“On your left!”
“Thank you!”
“Thank you!”

“On your left!”
“Get it, girl!”
“I’m trying!”

And so on.

A couple weeks later, back home, while passing a couple of other cyclists with a wide berth:

“Hey, coming up on your left!”
I was a little put out.

They call the community at AIDS/Lifecycle “the Love Bubble”, which is cheesy and something I typically have trouble embracing for that; such things are, all too often, a façade, an untruth. But the reality is, people on the ride were so damn friendly. I was there, unexpectedly, on my own, and yet as I rode among hundreds of other groups of people, I found friends.

AIDS/Lifecycle Photo Break

I’ve spent a lot of time thinking about how it’s hard to be a good person in a bad society. Not everyone has the strength, even though it is morally necessary, and so atrocities proceed. How are good societies built, encouraging people to be the best version of themselves? I don’t know, but there was something on this ride, where everyone reached out to help, to do favors, to give a grin, that made me feel as though being a bad person here would be much harder than being good.

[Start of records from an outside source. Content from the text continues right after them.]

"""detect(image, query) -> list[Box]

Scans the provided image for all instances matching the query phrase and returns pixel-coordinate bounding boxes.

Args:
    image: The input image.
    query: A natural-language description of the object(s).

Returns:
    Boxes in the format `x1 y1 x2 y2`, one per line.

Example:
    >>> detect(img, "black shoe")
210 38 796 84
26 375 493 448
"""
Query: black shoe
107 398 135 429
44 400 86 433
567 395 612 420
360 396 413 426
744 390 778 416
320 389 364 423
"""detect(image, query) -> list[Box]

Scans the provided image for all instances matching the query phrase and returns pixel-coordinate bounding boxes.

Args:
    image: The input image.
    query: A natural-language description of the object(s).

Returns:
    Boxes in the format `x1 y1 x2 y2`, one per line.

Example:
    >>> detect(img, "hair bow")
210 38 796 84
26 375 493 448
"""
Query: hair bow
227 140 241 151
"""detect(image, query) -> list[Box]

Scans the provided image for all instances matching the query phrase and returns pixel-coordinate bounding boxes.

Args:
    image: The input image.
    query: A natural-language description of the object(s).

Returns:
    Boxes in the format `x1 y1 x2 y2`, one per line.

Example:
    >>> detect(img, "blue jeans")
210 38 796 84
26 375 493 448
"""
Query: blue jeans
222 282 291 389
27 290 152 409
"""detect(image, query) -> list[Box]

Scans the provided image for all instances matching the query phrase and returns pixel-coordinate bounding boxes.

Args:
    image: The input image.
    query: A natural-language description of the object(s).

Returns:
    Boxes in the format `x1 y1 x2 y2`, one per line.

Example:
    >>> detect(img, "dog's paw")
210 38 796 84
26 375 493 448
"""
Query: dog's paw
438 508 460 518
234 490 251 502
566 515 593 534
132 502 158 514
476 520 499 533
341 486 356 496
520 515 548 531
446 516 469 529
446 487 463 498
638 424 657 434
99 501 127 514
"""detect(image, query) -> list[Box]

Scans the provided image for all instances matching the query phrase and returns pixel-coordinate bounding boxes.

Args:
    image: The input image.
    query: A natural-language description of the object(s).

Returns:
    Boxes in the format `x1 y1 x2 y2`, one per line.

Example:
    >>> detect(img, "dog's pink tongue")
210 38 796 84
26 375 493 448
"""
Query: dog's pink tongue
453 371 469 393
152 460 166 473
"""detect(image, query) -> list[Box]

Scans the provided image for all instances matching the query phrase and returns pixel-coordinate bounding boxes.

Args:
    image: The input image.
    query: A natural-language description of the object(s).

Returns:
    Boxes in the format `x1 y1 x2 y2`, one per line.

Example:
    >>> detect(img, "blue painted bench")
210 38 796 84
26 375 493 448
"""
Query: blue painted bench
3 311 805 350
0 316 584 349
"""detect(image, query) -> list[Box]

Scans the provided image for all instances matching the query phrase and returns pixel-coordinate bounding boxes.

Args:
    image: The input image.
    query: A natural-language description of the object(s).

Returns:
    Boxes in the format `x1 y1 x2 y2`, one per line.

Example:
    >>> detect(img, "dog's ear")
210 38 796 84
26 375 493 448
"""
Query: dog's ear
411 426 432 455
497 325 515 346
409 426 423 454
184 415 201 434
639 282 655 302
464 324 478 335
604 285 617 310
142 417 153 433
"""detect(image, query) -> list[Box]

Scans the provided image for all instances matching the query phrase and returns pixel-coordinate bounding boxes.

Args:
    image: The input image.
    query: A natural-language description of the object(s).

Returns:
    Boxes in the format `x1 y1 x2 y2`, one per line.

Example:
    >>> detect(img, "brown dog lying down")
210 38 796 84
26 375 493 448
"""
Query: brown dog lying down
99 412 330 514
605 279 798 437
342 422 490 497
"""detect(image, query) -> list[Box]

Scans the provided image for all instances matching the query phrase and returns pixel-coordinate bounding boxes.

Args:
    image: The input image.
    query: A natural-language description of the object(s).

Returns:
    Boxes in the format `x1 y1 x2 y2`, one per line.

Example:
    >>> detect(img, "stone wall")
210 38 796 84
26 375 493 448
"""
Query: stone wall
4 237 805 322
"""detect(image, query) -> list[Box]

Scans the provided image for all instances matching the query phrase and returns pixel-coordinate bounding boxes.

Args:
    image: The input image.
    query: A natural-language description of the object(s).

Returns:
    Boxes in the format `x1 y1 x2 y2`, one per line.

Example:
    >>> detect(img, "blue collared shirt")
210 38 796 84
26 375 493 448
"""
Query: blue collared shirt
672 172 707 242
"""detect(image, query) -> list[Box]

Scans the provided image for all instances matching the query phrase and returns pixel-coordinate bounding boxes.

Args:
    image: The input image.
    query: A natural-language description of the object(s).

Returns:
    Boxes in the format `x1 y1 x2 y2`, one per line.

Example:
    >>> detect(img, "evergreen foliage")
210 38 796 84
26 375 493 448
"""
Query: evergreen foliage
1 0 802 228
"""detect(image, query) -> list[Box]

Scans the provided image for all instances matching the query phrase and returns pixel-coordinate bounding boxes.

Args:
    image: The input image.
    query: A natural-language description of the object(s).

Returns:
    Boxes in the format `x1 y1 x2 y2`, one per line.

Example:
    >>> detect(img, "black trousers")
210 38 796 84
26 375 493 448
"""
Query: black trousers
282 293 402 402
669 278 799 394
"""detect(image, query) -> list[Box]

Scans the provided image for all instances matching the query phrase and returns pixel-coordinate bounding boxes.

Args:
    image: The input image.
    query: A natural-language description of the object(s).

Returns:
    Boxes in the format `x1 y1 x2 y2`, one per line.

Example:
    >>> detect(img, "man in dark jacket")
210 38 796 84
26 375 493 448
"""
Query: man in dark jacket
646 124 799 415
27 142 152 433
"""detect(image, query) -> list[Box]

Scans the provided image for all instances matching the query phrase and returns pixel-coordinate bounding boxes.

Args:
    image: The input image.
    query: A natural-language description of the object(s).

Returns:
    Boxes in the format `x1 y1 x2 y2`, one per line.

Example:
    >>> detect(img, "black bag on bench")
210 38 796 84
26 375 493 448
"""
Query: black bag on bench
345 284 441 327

We started in a mist of a cool rain, which was funny in its atypicality. Two days later, we had ridden so far that we were sweating it out in 96 degrees Fahrenheit. And so we continued down California, 545 miles by bicycle from San Francisco to Los Angeles.

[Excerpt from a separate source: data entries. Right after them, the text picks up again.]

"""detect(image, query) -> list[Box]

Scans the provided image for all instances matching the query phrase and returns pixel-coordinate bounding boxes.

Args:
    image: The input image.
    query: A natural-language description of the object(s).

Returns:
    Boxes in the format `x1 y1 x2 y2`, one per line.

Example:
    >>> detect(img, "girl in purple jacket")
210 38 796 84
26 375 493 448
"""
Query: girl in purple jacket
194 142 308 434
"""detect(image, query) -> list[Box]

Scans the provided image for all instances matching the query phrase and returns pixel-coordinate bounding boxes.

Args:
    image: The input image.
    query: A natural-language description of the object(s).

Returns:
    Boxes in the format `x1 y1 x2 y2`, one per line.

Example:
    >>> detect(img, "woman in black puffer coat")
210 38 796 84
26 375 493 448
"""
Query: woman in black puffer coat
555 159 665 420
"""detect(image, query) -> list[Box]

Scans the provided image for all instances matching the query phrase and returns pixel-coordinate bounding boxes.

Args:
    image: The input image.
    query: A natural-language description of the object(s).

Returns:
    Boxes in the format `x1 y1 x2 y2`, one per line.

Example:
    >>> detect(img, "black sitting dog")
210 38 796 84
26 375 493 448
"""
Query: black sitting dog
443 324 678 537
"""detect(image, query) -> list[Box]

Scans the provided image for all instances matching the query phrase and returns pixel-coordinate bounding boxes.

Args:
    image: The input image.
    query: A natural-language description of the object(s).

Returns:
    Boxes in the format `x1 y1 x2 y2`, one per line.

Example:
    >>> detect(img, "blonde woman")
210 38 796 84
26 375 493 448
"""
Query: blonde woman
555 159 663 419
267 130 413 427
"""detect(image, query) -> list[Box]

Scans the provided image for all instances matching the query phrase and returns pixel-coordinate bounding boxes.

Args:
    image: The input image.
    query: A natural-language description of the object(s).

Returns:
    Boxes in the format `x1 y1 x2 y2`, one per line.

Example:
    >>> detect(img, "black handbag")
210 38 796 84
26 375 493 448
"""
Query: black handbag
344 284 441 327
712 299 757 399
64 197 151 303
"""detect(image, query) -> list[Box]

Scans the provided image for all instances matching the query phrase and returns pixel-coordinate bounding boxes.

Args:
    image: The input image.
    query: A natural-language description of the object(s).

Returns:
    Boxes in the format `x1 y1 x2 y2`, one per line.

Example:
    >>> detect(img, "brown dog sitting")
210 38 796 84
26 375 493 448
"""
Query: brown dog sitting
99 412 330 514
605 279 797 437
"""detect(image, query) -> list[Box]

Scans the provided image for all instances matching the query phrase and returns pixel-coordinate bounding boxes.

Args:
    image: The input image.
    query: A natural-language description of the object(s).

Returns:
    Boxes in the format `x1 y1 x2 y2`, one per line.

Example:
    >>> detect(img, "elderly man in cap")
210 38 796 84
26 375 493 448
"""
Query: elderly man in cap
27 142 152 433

It took time to figure the routine of everything out, but I slowly became more efficient. When I reached camp, I downed the chocolate milk offered to me and then set about my tasks: finding the luggage trucks, getting my luggage and my tent, finding my space in the tent grid, setting up my tent, walking to the shower trucks and cleaning up, attempting chores like phone charging or laundry, dinner, and the evening programming if I was quick enough, water bottle refill and brushing my teeth. By the time I was back in my tent it was dark, and in the morning I rose before 5am.

Sunset over camp

Use the porta potty, change into riding clothes and put on sunscreen, pack the tent, back to the luggage truck, then to breakfast to cram in some calories, then to the bike corral, find my bike, mix my electrolyte drink. Hit the road before the mist burns off. Freewheels spinning, calls of “on your left”, the sun rising.

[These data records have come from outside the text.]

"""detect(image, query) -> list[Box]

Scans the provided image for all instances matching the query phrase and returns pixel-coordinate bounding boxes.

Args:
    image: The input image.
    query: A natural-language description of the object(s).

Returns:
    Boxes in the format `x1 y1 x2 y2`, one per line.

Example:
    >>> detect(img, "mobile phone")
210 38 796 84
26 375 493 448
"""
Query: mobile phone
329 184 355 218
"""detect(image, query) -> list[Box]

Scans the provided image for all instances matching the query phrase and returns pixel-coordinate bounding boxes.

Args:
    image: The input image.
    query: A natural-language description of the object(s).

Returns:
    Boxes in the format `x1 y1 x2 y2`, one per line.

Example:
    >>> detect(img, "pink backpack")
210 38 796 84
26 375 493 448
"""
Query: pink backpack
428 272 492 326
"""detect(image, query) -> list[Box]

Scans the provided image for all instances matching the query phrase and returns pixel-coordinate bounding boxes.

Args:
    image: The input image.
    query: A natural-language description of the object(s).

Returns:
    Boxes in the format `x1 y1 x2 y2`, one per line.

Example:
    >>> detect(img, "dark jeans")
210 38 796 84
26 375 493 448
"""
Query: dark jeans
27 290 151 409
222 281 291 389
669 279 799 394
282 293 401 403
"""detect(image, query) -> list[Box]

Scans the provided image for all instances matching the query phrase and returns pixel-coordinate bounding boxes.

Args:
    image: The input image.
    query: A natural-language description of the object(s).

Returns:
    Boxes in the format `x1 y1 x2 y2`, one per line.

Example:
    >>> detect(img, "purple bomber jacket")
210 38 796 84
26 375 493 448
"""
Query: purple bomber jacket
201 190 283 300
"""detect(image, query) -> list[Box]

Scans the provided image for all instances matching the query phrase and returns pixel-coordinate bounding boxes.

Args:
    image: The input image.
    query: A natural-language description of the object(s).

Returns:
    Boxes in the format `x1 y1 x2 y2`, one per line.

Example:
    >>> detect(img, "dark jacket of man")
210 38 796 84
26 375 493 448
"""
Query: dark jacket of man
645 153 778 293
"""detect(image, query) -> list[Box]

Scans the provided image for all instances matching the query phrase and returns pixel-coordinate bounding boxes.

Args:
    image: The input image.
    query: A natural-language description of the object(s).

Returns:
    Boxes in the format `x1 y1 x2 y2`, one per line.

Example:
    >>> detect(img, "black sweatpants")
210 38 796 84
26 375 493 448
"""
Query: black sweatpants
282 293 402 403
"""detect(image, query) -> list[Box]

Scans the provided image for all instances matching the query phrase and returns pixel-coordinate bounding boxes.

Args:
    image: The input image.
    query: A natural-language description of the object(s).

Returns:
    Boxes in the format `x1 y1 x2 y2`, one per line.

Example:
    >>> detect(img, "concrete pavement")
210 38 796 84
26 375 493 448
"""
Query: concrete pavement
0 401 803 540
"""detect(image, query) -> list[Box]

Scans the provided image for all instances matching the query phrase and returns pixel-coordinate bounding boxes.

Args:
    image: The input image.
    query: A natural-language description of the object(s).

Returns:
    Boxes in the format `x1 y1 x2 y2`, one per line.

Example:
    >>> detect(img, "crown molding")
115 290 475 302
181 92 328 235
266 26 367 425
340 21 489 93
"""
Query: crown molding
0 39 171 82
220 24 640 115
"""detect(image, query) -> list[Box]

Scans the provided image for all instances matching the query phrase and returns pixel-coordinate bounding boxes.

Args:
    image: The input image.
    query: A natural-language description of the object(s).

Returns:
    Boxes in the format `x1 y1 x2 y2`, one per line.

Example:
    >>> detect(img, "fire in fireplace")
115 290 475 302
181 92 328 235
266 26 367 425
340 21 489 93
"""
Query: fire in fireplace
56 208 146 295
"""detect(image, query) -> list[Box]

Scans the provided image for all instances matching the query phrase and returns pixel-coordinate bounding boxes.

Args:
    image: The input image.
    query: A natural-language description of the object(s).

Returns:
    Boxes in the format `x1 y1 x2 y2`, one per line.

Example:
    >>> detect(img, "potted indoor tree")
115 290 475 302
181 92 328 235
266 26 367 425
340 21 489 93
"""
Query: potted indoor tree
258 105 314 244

Rest stops, sanitizing protocol, food and drinks. Then the medical tent, where the cream needs built up: sun screen, lip cream, chamois cream, cream for a bee sting. Find new friends, hit the road again. The landscape changed from coast to farmland, to hills to coast again.

AIDS/Lifecycle Memorial

Each day had its pattern. Time stretched and compressed. And there were moments. Helping a Sister of Perpetual Indulgence find their dropped eyelashes on the floor of their tent the morning of red dress day. Coming up on the wheel of a new friend, “I caught you!” Rolling into Pismo Beach, ready for those much-hyped cinnamon rolls. Nearly rolling past a photo op set up on the side of the road with a drag alien. Lined up to leave the halfway point in waves, chatting with a man who told me about his famous mentor—and that he had been living with HIV since the late 1980s. The talent show, with singers who were real pros. The candlelight vigil on the beach in Ventura, honoring those who died from AIDS. Finding someone else in a Ukraine kit. Playing red light/green light Squid Game-style, but with water guns. Reaching the top of Quadbuster hill to cheers and snapping fans. Paradise Pit, with ice cream better than I had hoped for. The dance party rest stop, with bibs pulled halfway off and booty shaking in cycling cleats. Getting mac and cheese for dinner. Catching the sunset settling over the field of tents. And of course, riding through the finish line, flanked by a tunnel of cheers.

Despite the mounting exhaustion, the pattern pulled everyone toward goodness.

Bike parking

At one of the evening programs, a man joked that when he moved to San Francisco, he was told that in the gay community, he had three options for socializing: joining the gay men’s chorus, playing softball, or becoming “one of those crazy motherfuckers who rides their bike to L.A.” I’m merely adjacent to the community, but I have become one of those crazy motherfuckers in solidarity.

Butt pained, legs tired, heart happy. I would go back.

AIDS/Lifecycle is a week-long event where cyclists ride 545 miles from San Francisco to Los Angeles with the help of volunteers called “roadies” who help with food, logistics, camp set-up, and more. This event is a fundraiser for two organizations, the San Francisco AIDS Foundation and the Los Angeles LGBT Center.